私こそが、この世界を統べる神に相応しい力を持っているのだ……!」
絶対に報いを受けさせてやる。
自分を認めないものにも、自分を拒絶する世界にも。
かつて成し遂げられなかった夢を叶えるため、天十字黒星はひたすら突き進む。
それからしばらく時間が経った後のこと。座禅をするクロードの耳に足音が届いた。
「こんなところにお客様が来るとは。どんな差し入れをしてくれるのでしょうね?」
それは、目深にマントを被った男だった。
彼は一言も発さぬまま、『土産』を見せた。それはクロードの刀、蒼天回廊。ブラックホールの持つ桁違いの力を受けてなお、そのは刃こぼれ一つすることなく形を保っていた。魔力を注ぎ込むことによって無限の強靭さと柔軟さを得ることの出来る、蒼天回廊の形質が成し得た技だろう。

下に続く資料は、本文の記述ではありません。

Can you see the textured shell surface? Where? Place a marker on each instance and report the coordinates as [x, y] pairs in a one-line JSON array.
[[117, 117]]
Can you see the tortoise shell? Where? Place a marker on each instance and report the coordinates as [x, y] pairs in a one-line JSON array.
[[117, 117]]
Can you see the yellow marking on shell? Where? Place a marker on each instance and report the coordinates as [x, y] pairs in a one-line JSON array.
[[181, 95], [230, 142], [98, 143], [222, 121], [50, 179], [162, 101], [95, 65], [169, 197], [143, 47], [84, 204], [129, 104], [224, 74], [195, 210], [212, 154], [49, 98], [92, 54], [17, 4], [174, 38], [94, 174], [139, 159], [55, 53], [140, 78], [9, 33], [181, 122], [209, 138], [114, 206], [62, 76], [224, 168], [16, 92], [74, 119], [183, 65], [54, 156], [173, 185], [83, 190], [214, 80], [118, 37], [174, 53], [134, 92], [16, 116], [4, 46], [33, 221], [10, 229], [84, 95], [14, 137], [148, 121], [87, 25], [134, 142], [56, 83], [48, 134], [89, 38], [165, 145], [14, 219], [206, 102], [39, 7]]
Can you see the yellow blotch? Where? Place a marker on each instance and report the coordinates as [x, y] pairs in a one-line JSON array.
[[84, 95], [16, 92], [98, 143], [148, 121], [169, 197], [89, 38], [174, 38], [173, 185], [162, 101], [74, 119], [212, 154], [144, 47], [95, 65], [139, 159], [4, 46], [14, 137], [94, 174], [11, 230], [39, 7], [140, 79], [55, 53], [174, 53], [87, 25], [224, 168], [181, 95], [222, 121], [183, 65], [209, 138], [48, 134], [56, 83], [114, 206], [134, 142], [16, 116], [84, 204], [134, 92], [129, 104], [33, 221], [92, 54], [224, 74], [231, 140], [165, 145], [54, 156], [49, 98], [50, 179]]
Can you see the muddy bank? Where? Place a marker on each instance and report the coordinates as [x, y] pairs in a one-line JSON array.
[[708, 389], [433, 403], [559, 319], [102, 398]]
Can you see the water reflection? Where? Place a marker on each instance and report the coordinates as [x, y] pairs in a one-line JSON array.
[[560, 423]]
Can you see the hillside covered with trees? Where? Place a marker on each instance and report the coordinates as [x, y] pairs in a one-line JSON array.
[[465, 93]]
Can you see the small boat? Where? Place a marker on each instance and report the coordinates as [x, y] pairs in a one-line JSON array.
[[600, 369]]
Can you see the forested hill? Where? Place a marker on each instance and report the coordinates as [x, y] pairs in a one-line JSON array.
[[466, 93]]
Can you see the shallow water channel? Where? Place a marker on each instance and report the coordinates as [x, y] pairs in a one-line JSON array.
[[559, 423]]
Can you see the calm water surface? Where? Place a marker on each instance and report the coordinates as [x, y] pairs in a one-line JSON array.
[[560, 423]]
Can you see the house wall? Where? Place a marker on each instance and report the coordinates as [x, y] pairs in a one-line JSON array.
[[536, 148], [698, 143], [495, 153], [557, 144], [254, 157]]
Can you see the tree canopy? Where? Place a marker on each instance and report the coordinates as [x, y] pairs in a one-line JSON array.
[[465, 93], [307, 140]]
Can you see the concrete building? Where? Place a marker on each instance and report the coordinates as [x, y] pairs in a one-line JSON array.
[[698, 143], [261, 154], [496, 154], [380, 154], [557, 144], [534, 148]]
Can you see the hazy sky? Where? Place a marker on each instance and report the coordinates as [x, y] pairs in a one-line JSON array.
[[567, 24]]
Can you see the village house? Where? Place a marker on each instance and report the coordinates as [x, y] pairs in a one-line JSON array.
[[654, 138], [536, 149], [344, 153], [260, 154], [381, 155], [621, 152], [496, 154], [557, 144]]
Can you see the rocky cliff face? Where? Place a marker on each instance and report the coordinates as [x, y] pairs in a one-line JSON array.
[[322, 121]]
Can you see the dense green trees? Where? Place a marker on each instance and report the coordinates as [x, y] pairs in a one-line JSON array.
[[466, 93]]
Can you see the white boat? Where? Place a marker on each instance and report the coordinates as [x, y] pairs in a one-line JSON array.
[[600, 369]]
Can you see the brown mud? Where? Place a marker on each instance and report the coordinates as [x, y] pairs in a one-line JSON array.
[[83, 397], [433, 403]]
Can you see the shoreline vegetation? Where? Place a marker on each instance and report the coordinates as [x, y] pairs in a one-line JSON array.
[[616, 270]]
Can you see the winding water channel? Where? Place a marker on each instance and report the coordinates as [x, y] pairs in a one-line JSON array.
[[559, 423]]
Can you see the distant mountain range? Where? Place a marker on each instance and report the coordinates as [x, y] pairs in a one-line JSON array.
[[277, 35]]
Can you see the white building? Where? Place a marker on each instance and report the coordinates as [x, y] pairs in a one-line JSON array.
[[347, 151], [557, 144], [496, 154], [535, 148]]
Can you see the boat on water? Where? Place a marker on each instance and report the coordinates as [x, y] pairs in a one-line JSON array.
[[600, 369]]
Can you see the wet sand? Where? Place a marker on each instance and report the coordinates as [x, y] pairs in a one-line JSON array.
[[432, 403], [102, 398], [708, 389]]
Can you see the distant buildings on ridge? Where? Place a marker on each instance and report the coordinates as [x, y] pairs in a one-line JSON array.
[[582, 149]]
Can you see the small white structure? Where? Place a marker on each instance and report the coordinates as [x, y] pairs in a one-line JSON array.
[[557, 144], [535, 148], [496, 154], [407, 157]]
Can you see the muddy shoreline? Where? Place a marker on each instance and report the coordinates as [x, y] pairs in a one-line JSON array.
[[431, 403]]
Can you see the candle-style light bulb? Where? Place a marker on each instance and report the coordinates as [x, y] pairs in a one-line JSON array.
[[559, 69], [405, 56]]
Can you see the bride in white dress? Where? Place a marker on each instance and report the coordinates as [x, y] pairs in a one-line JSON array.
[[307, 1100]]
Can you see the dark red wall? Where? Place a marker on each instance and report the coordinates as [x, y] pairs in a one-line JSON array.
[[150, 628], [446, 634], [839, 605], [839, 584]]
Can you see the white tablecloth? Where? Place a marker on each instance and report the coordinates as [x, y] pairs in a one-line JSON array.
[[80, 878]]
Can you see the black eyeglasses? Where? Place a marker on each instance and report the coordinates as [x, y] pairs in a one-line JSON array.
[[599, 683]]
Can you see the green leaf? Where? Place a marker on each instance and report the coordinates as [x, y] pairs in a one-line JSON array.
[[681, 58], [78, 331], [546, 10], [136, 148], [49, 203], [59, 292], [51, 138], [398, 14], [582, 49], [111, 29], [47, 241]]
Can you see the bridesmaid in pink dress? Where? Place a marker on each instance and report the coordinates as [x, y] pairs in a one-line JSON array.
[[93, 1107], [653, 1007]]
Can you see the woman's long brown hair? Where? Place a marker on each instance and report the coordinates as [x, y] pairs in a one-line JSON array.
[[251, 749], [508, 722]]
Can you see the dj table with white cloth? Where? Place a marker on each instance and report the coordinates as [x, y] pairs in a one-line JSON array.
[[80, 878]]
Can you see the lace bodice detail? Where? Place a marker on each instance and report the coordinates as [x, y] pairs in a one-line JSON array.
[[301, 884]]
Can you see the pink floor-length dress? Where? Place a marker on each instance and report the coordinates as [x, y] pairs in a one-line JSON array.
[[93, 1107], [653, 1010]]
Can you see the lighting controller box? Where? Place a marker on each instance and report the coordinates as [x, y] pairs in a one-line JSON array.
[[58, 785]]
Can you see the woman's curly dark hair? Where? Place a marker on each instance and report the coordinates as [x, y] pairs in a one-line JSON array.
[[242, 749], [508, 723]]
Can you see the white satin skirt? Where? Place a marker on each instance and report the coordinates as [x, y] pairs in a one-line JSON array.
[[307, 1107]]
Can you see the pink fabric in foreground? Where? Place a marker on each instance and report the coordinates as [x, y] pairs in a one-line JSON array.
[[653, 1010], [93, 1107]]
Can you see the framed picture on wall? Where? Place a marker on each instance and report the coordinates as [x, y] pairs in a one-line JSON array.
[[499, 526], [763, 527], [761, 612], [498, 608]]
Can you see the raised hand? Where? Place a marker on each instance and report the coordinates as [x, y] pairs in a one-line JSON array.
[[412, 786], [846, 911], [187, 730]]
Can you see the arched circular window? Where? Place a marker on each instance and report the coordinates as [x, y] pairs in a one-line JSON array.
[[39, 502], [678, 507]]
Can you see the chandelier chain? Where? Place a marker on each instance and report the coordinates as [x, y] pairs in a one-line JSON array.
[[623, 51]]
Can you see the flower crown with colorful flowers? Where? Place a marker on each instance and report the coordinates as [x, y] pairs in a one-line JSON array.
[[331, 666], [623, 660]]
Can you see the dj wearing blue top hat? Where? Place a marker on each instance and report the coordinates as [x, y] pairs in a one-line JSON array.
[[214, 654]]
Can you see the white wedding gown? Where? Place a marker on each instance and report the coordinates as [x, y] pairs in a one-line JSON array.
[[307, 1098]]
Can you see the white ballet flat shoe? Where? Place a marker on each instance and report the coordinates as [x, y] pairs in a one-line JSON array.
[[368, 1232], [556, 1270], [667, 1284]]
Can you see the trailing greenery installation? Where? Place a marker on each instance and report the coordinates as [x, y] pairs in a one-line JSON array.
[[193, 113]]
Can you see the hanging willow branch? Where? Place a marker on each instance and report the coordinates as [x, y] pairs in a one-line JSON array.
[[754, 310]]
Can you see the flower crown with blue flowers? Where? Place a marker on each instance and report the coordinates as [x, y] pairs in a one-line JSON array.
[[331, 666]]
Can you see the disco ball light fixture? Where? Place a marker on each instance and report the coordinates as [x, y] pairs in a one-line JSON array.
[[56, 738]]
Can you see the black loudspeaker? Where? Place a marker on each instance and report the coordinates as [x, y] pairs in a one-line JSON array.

それと同時に、キャンプとして使っている街でも火の手が上がった。派手な攻撃だ、真一郎辺りがやっているのだろうか? 彼が立ち上がってくれたなら、これからも楽をすることが出来るな、とクロードはぼんやりと思った。
「天十字黒星は強敵だ。どうやって奴を倒すつもりだ?」
ローブの人物は初めて口を開いた。
酷く低い、不自然な声にクロードには聞こえた。
「さてね、なるようになると思いますよ。僕はこうして突き進むことしか知らない」
クロードは蒼天回廊を抜き、感触を確かめると居合めいた一撃を放った。一太刀しか放っていないようにローブの男には見えたが、上下二か所に切れ目が入り、彼の脱出を阻む鉄格子は一瞬にして切断された。格子は砂の上に転がり、音を立てることもなかった。
「それでは行ってまいります。あなたも気を付けてくださいね」
「それを言うならばこちらのセリフだ。気を付けろ、敵はなりふり構わないだろう」
「そうなってくれると、こちらとしてもやりやすくなっていいんですけどねぇ」
どこまでが冗談で、どこまでが本気かローブの人物には分からなかった。
クロードは微笑み、そして戦場に向かって駆けて行った。
自分も早々にここから立ち去らなければならぬ。
ローブの男も素早く牢獄から立ち去り、やがてそこから一切の音が消えた。